METHODS/DESIGN: The Handoffs and Transitions in Critical Care (HATRICC) study is a hybrid effectiveness- implementation trial of operating room to intensive care unit handoffs. We will use mixed methods to conduct a needs assessment of the current handoff process, adapt published handoff processes, and implement a new standardized handoff process in two academic intensive care units. Needs assessment: We will use non-participant observation to observe the current handoff process. Focus groups, interviews, and surveys of clinicians will elicit participants' impressions about the current process. Adaptation and implementation: We will adapt published standardized handoff processes using the needs assessment findings. We will use small group simulation to test the new process' feasibility. After simulation, we will incorporate the new handoff process into the clinical work of all providers in the study units.
Using the same methods employed in the needs assessment phase, we will evaluate use of the new handoff process.
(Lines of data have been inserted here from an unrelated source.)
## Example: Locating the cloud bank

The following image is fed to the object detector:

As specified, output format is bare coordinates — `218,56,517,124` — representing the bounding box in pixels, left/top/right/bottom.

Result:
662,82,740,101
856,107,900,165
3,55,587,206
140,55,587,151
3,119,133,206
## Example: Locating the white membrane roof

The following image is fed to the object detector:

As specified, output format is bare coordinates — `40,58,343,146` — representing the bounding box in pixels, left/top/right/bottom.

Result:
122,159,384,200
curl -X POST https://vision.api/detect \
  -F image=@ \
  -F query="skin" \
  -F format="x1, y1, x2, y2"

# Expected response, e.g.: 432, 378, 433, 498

The primary effectiveness outcome is the number of information omissions per handoff episode as compared to the pre-intervention period. Additional intervention outcomes include patient intensive care unit length of stay and intensive care unit mortality. The primary implementation outcome is acceptability of the new process. Additional implementation outcomes include feasibility, fidelity and sustainability.
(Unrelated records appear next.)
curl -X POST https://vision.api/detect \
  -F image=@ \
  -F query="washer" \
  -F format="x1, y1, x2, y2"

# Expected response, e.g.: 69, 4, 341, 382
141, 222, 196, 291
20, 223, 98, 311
The HATRICC study will examine the effectiveness and implementation of a standardized operating room to intensive care unit handoff process. Findings from this study have the potential to improve healthcare communication and outcomes for critically ill patients.
ClinicalTrials.gov identifier: NCT02267174. Date of registration October 16, 2014.
手术室到重症监护病房的交接对于重症患者来说是高风险事件。针对特定患者群体的研究表明,规范手术室到重症监护病房的交接可改善信息交流并减少差错。为使这些研究结果适用于混合手术人群,我们提议在目前尚无标准流程的两个重症监护病房研究实施标准化的手术室到重症监护病房交接流程。
方法/设计:重症监护中的交接与过渡(HATRICC)研究是一项关于手术室到重症监护病房交接的混合有效性-实施性试验。我们将采用混合方法对当前交接流程进行需求评估,改编已发表的交接流程,并在两个学术性重症监护病房实施新的标准化交接流程。需求评估:我们将采用非参与性观察来观察当前的交接流程。焦点小组、临床医生访谈及调查将获取参与者对当前流程的看法。改编与实施:我们将根据需求评估结果改编已发表的标准化交接流程。我们将采用小组模拟测试新流程的可行性。模拟之后,我们将把新的交接流程纳入研究单位所有医护人员的临床工作中。
我们将使用需求评估阶段采用的相同方法评估新交接流程的使用情况。
主要有效性结果是与干预前期相比,每次交接事件中遗漏信息的数量。其他干预结果包括患者在重症监护病房的住院时长和重症监护病房死亡率。主要实施结果是新流程的可接受性。其他实施结果包括可行性、保真度和可持续性。
HATRICC研究将检验标准化的手术室到重症监护病房交接流程的有效性和实施情况。本研究的结果有可能改善重症患者的医疗沟通及治疗效果。
ClinicalTrials.gov标识符:NCT02267174。注册日期:2014年10月16日。